2.7.3 Testing the Scalability of the Framework with Application to the Full Model Space
In order to demonstrate the scalability of the optimization and model comparison framework, we used the space of 12 models described below. We individually fitted the models and then performed model comparison to select the best fitting model. A set of null models were included which are anatomically implausible. If model selection performed correctly, then it is expected that these models would perform poorly.
To investigate the importance of known anatomical pathways in reconstructing the observed steady state statistics of the empirical local field potentials (i.e. autospectra and NPD), we considered a set of competing models. Specifically, we look at the role of four pathways and their interactions: the cortico-striatal indirect; the cortico-subthalamic hyperdirect; thalamocortical relay; and the subthalamic-pallidal feedback. In total we tested 6 families of models (presented later in the results section-figure 5):
+ indirect.
+ indirect/ + hyperdirect pathway.
+ hyperdirect / - indirect.
+ indirect / - hyperdirect/ + thalamocortical.
+ indirect / + hyperdirect/ + thalamocortical.
-indirect / + hyperdirect/ + thalamocortical.

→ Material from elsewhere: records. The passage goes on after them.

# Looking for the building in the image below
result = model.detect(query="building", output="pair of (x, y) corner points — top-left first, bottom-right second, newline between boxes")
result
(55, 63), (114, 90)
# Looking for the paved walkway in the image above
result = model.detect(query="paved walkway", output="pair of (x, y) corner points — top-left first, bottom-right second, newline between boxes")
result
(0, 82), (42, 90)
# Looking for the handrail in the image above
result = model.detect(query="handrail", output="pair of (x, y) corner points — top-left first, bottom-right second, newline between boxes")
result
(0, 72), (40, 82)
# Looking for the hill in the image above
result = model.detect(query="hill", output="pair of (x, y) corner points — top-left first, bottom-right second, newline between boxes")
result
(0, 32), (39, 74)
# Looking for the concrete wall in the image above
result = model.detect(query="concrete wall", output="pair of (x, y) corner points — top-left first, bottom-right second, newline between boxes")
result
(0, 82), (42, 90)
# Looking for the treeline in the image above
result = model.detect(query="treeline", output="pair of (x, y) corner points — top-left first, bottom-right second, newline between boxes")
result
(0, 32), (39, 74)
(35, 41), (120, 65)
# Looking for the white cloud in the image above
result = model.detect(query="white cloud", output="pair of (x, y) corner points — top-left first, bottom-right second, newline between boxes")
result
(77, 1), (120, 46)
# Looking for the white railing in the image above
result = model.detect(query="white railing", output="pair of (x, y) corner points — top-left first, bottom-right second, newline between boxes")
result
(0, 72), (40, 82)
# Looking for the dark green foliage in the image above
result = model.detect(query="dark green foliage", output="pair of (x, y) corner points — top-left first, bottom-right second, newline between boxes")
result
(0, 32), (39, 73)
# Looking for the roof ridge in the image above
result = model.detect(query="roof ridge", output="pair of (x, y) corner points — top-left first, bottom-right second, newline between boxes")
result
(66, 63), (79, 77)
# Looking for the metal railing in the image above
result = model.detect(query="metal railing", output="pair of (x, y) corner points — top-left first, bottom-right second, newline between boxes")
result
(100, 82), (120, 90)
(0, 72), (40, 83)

We considered these six families and divide them into two sub-families that do or do not include the subthalamopallidal (STN → GPe) feedback connection. Family (1) investigates whether the indirect pathway alone can explain the pattern of observed spectra and functional connectivity. In the case of family (2), previous work has highlighted the importance of hyper-direct connections in the functional connectivity (Jahfari et al., 2011; Nambu et al., 2015), yet anatomical research has shown dopamine to weaken the density of synaptic projections (Chu et al., 2017). Thus, family (2) provides an ideal set of models to examine the nonlinear mapping of anatomical to functional connectivity described in the introduction of this paper. Families (3) and (6) represent null models in which the indirect pathway is excluded and are used as implausible models to test the model comparison procedure. This is because it is thought that the indirect pathway is vital to explain activity within the network following dopamine depletion associated with PD (Albin et al., 1989; Alexander et al., 1986; Bolam et al., 2000). The functional role of the thalamocortical subnetwork is relatively unknown (but see recent work: Reis et al. 2019) and so families (4) and (5) provide an examination of whether the addition of the thalamic relay can better explain the empirical data. The second level of families (i.e. x.1-2) investigates whether the reciprocal network formed by the STN and GPe is required to explain observed patterns of connectivity in the data. This network has been the subject of much study and is strongly hypothesized to play an important role in the generation and/or amplification of pathological beta rhythms (Bevan et al., 2002; Cruz et al., 2011; Plenz and Kital, 1999).
3 Results
3.1 Properties of Iterative Fitting and Convergence when Applied to a Simple Model of the Pallido-Subthalamic Subcircuit
We provide an example model inversion in figure 2 to examine how the ABC algorithm iteratively converges to yield an approximation to the summary statistics of the empirical data. This example uses a simple model of a basal-ganglia subcircuit comprising the reciprocally connected subthalamic nucleus (STN) and external segment of the globus-pallidus (GPe) shown in figure 2A. Specifically, this model was fit to the autospectra and directed functional connectivity from the results originally reported in West et al., (2018) which described an analysis of local field potentials recorded from a rodent model of Parkinsonism (see methods for experimental details). By tracking the value of the objective function (i.e. the R2) over iterations (figure 2B) we demonstrate a fast-rising initial trajectory in the first 15 iterations that eventually plateaus towards convergence, that is well approximated by a logistic function (shown by purple dashed line). In figure 2C and D the simulated features (autospectra and NPD respectively) gradually move closer to the empirically estimated features with each iteration of the algorithm. Overall, average fits were R2 = 0.41 for the autospectra (figure 2C;) and R2 = 0.25 for the functional connectivity estimates (figure 2D).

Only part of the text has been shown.